Joseph A. Booker, Minister born

Joseph A. Booker

*Joseph Booker was born on this date in 1859. He was a Black editor, educator, minister, and community leader.

Born a slave in Old Portland, east of modern Arkansas, Joseph Albert Booker was the son of Albert and Mary (Punchardt) Booker, who were slaves on the large Bayou Bartholomew plantation of John P. Fisher. Booker’s mother died shortly after his birth.  According to one source, when Booker was three, his father, a man with “some knowledge of books,” died when his slave master whipped him to death for urging his fellow slaves to revolt by “teaching them to read.”  At the end of the American Civil War, Booker, then a child, was placed in the care of his maternal grandmother, Emma Fisher. Even at this early age, he showed a remarkable aptitude. With the opening of public schools, he was one of the first pupils enrolled.

Despite the difficulty Blacks had to obtain an education, Booker studied at every school within his reach in Ashley County.  At seventeen, he was a teacher on the Harris plantation in Ashley County.  At about the same time, he became licensed to preach as a Baptist minister.  From 1878 until 1881, he attended Branch Normal College, now the University of Arkansas at Pine Bluff (UAPB) in Jefferson County. Here, he came under the tutelage of Professor Joseph C. Corbin.  In 1881, Booker moved to Nashville, Tennessee, to attend Roger Williams University, enrolling in the “classic course.” He graduated from that institution with a bachelor’s degree in 1886.

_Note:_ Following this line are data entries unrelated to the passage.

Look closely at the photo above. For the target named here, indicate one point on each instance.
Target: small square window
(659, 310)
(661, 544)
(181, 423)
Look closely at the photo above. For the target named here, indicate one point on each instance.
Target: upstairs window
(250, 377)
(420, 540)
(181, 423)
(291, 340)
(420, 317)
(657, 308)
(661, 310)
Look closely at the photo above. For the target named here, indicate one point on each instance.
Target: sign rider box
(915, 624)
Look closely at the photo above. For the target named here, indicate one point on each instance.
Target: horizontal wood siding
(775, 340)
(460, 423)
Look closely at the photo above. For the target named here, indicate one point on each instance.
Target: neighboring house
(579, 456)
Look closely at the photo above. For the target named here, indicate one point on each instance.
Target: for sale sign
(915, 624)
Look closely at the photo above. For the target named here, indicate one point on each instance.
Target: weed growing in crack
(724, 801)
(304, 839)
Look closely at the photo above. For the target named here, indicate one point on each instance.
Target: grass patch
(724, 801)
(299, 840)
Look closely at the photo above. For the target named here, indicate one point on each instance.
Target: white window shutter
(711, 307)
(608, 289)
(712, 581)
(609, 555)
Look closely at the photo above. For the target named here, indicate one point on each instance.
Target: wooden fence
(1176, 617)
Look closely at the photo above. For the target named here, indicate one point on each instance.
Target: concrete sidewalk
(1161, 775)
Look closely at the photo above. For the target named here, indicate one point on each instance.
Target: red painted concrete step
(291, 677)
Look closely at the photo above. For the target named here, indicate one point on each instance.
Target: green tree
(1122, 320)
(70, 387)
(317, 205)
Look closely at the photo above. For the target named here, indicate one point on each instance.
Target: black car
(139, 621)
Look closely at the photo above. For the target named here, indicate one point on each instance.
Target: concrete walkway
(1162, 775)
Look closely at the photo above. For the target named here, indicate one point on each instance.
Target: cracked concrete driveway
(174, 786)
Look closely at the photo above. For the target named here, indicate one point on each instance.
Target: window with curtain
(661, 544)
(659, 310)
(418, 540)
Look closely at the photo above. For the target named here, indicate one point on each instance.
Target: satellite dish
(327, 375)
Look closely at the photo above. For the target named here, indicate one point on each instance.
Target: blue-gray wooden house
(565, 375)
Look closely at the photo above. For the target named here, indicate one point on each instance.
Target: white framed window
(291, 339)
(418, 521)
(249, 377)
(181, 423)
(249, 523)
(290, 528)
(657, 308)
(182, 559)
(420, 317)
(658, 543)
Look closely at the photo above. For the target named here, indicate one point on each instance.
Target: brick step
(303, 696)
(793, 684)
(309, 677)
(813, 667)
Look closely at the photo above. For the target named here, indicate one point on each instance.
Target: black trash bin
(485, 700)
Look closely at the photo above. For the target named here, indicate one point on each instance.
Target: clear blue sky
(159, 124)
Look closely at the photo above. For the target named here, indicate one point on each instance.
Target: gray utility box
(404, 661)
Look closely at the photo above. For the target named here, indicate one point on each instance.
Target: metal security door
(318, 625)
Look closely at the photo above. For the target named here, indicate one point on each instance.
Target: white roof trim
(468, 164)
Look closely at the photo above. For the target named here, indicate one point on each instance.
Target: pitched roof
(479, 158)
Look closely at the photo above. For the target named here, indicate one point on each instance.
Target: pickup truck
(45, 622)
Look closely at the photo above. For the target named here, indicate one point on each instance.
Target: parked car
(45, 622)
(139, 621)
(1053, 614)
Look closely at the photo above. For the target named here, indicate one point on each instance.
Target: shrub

He returned to his home in south Arkansas and turned his attention to full-time preaching. He soon received an appointment as State Missionary for the Arkansas Negro Baptist Convention and the American Baptist Home Missionary Society.  He was ordained as a Baptist minister by the “No. 2” Baptist Church in Portland on August 22, 1886.  Within the year, he was chosen as the first president of the newly established Arkansas Baptist College in Little Rock (Pulaski County), a position he would hold until his death.  At the same time, he began a long tenure as editor of the state’s Black Baptist newspaper, the Baptist Vanguard, published in Little Rock.  In June 1887, he married Mary Jane Caver. The couple had eight children.

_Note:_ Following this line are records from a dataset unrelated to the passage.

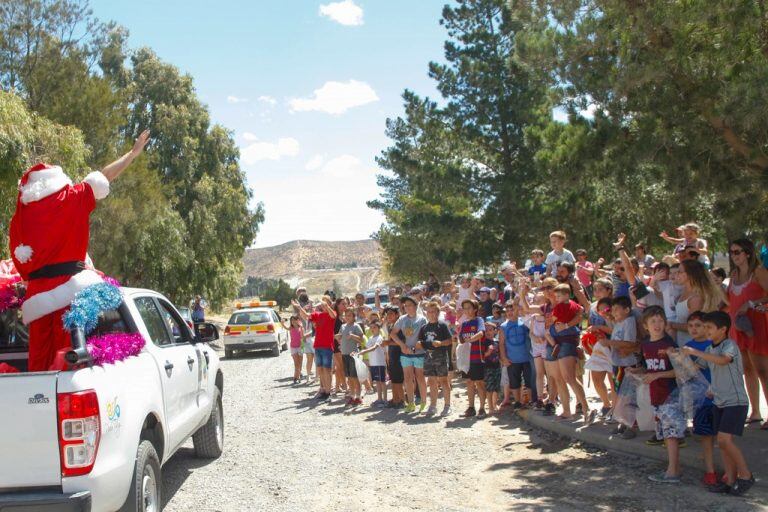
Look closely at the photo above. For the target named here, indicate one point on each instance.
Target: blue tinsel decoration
(89, 303)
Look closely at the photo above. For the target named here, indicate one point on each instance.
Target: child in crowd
(599, 362)
(563, 338)
(558, 254)
(703, 418)
(723, 359)
(513, 346)
(350, 339)
(377, 360)
(665, 399)
(472, 331)
(538, 269)
(623, 346)
(435, 338)
(492, 367)
(296, 333)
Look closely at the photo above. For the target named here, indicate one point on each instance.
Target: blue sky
(306, 86)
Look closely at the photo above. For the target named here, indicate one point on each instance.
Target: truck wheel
(146, 487)
(209, 439)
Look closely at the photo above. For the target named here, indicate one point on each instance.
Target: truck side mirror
(206, 332)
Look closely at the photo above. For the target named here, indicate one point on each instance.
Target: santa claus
(49, 243)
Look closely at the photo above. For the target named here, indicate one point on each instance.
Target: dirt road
(283, 452)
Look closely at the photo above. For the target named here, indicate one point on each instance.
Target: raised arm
(113, 170)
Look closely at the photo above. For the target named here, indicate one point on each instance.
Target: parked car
(255, 326)
(97, 437)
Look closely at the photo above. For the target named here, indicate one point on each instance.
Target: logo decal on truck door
(39, 398)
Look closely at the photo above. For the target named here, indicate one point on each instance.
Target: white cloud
(261, 150)
(315, 162)
(235, 99)
(345, 12)
(336, 97)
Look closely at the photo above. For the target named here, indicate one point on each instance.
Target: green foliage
(676, 98)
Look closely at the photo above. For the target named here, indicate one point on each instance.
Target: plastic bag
(462, 356)
(361, 368)
(693, 386)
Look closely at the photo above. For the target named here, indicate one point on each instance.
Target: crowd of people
(526, 339)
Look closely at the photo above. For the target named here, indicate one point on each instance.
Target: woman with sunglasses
(747, 292)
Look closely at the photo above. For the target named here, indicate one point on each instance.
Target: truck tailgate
(29, 440)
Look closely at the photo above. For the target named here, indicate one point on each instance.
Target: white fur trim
(23, 253)
(41, 304)
(43, 183)
(99, 183)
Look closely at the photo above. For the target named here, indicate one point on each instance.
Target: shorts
(671, 420)
(493, 378)
(324, 358)
(476, 372)
(395, 368)
(378, 373)
(730, 420)
(411, 360)
(436, 363)
(348, 362)
(704, 421)
(539, 349)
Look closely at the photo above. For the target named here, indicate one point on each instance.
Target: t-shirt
(470, 328)
(410, 327)
(702, 346)
(376, 357)
(437, 331)
(656, 360)
(349, 344)
(324, 325)
(581, 272)
(554, 259)
(516, 340)
(727, 379)
(626, 330)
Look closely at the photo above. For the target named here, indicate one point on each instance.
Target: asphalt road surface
(284, 452)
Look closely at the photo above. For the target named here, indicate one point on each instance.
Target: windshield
(253, 317)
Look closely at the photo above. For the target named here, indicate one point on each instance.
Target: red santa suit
(49, 240)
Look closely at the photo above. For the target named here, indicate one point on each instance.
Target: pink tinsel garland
(110, 348)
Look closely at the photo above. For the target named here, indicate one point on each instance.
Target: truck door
(176, 364)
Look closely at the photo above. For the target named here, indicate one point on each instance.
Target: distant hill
(353, 265)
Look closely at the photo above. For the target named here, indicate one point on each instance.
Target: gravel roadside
(283, 452)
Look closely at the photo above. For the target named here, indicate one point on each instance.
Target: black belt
(67, 268)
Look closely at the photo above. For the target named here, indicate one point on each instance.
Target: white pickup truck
(96, 438)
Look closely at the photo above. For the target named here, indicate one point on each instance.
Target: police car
(255, 326)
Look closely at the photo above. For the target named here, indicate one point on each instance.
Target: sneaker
(741, 486)
(709, 479)
(720, 488)
(664, 478)
(654, 441)
(628, 434)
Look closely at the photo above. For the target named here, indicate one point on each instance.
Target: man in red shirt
(324, 318)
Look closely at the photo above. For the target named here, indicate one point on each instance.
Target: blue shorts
(704, 421)
(378, 373)
(324, 357)
(412, 360)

Booker undertook his new tasks with such spirit and determination that, before long, he became widely known for “his industry and culture” throughout the community. In 1891, he was one of the leaders in the black community’s opposition to the “separate coach” law. Throughout his life, he was one of the state’s strongest advocates for Black citizens’ “self-help” education.  At the same time, he worked tirelessly to foster a “spirit of goodwill” within the Black community toward the white establishment.  He worked with Booker T. Washington to further these goals and often hosted him when he visited Little Rock.  From 1911 to 1913, he served on the Little Rock “Colored Vice Commission,” which sought to clean up Little Rock’s notorious red-light districts.

In 1919, shortly after the outbreak of the Elaine Race Riot in eastern Arkansas, Booker accepted an appointment by Governor Charles H. Brough to the Arkansas Commission on Race Relations.  Although more militant Black leaders criticized his lack of activism, Booker used his position on the commission to promote “interracial justice” for all of the state’s citizens. Early in September of 1926, Booker, seemingly in good health, left Little Rock to attend the National Baptist Convention in Fort Worth, Texas.  On September 9, 1926, he was suddenly stricken with a heart attack and died within a few minutes.  His body was returned to Little Rock, and he was buried in the Haven of Rest Cemetery.